On Sunday, they hugged again, this time from Section 123, Row 30 at Comerica Park. Betty documented the seventh inning on her phone. Doug fidgeted in his forest-green seat. When Lane Thomas hauled in the third out of the seventh, they stood up, cheered and embraced.

After a scoreless eighth that included two more strikeouts, Enright located his family in the stands on his way to the dugout. He twice pounded his fist in his glove to acknowledge them. When he reached the bench, he took a second to collect himself.

This, Enright stressed, was their moment as much as it was his.

His mom handled all the paperwork so he could focus on baseball. His parents drove him to doctor visits and treatment sessions. Erin provided tireless support at home.

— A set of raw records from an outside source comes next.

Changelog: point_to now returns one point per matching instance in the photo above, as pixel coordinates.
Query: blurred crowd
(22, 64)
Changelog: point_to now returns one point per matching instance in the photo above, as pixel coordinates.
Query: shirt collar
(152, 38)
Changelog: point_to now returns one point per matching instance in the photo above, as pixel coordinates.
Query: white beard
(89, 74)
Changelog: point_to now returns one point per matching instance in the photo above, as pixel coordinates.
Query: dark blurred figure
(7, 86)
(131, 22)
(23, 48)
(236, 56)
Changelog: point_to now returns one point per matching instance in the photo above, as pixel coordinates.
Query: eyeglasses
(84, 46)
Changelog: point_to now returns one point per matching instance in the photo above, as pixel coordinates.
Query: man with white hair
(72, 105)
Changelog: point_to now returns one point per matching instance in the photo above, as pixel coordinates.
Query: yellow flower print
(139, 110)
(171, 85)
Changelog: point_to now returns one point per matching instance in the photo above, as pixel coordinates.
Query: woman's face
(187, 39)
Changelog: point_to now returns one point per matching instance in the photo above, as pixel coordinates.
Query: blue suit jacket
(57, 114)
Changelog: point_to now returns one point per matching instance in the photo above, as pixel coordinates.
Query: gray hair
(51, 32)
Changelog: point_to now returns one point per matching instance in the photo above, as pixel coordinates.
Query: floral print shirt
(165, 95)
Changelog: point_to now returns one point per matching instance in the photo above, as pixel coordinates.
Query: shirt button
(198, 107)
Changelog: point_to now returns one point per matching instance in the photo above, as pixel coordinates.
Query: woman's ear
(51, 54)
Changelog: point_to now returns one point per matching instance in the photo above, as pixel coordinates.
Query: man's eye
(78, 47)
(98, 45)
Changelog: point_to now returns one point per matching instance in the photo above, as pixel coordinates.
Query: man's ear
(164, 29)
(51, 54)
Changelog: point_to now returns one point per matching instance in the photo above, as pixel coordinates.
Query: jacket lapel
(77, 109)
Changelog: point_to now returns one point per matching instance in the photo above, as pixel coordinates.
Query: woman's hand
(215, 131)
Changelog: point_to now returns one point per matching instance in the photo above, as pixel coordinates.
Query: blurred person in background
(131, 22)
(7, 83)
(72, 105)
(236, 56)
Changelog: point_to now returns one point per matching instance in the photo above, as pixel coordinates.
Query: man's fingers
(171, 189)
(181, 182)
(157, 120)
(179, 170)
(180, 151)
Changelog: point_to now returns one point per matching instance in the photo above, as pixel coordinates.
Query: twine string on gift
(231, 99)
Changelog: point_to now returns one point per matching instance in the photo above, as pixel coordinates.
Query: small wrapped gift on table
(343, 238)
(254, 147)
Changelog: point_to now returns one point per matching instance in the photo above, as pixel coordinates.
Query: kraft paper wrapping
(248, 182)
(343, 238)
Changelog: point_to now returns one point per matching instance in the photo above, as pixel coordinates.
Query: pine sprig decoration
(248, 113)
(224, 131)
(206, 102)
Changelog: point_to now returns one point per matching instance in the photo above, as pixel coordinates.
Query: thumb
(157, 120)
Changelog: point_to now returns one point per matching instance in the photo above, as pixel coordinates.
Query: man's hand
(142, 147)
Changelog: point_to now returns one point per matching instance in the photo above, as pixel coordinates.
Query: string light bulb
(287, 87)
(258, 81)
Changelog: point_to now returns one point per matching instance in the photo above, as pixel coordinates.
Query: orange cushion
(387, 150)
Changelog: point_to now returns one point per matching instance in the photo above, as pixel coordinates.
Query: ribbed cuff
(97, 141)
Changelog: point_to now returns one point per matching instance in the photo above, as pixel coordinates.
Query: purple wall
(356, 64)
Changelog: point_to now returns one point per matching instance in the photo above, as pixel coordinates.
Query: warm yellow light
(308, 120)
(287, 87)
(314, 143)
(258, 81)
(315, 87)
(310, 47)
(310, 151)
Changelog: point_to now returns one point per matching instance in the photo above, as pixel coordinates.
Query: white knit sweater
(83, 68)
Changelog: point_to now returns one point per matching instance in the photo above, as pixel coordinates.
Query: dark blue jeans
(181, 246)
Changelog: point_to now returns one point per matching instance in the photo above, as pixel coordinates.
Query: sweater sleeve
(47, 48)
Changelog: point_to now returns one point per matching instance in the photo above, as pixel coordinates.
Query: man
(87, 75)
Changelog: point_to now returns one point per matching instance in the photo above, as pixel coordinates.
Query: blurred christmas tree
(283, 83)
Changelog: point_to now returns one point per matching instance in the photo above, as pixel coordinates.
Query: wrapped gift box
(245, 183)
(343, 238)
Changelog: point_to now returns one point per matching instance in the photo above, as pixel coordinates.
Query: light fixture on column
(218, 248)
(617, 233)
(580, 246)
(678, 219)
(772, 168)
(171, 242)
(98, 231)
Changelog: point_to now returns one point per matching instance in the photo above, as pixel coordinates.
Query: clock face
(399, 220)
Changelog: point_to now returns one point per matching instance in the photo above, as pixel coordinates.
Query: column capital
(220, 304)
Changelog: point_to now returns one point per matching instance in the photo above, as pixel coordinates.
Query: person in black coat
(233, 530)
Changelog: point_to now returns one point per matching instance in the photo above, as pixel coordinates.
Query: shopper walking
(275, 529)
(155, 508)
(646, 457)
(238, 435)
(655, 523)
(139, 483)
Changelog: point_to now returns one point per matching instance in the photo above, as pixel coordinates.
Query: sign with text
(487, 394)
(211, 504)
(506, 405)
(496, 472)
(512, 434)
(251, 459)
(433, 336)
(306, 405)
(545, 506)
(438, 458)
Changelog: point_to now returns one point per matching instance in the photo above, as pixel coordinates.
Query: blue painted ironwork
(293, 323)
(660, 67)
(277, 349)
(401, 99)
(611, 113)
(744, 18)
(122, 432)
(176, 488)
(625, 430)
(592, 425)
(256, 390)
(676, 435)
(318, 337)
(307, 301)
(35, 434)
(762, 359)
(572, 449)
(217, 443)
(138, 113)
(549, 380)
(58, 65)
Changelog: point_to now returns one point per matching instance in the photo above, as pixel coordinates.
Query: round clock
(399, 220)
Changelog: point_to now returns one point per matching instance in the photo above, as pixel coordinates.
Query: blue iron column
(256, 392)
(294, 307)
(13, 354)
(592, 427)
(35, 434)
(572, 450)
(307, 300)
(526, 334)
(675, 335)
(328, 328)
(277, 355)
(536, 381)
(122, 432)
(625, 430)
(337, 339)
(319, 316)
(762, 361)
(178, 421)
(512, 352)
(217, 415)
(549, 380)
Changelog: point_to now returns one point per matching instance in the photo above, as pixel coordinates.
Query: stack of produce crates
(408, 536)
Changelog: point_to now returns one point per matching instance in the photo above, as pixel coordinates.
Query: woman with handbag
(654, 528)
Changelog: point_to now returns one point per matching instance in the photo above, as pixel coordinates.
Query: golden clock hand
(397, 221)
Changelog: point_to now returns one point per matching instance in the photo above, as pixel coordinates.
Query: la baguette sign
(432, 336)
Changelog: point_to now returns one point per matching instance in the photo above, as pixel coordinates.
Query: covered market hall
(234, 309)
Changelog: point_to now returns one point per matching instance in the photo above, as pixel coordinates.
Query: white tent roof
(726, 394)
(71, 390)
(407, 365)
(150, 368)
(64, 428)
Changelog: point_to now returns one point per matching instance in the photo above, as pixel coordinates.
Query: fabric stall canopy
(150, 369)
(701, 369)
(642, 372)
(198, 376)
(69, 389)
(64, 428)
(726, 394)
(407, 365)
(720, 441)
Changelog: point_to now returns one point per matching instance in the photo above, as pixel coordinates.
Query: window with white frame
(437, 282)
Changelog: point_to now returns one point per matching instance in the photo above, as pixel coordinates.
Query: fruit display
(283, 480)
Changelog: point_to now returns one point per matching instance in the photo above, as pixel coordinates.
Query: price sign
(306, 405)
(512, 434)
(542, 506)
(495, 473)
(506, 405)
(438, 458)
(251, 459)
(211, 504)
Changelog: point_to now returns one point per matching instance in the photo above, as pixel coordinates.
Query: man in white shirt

Shortly after Enright was diagnosed with Hodgkin’s lymphoma, he received a message to pick up the engagement ring he had purchased. He and Erin had dated for nine years.

“He was like, ‘Gosh, is she going to want to go through all of this?’ ” Betty said. “We looked at him like he was nuts. ‘Of course she is.’ ”

They were married in December 2023. They enjoyed a honeymoon in Grenada in November 2024. Enright underwent treatment before and after those milestones. In November, he slept off his sluggishness on the sandy beach instead of on the couch while cuddling his cat, Patches.

He’ll return to Virginia at the All-Star break for a checkup. He’ll go through one more round of treatments after the season. And then, he hopes, this will all be behind him. That’ll be a day he’s dreamed about for a long time.

So was this one.

“That,” Enright said, “was everything I wanted it to be.”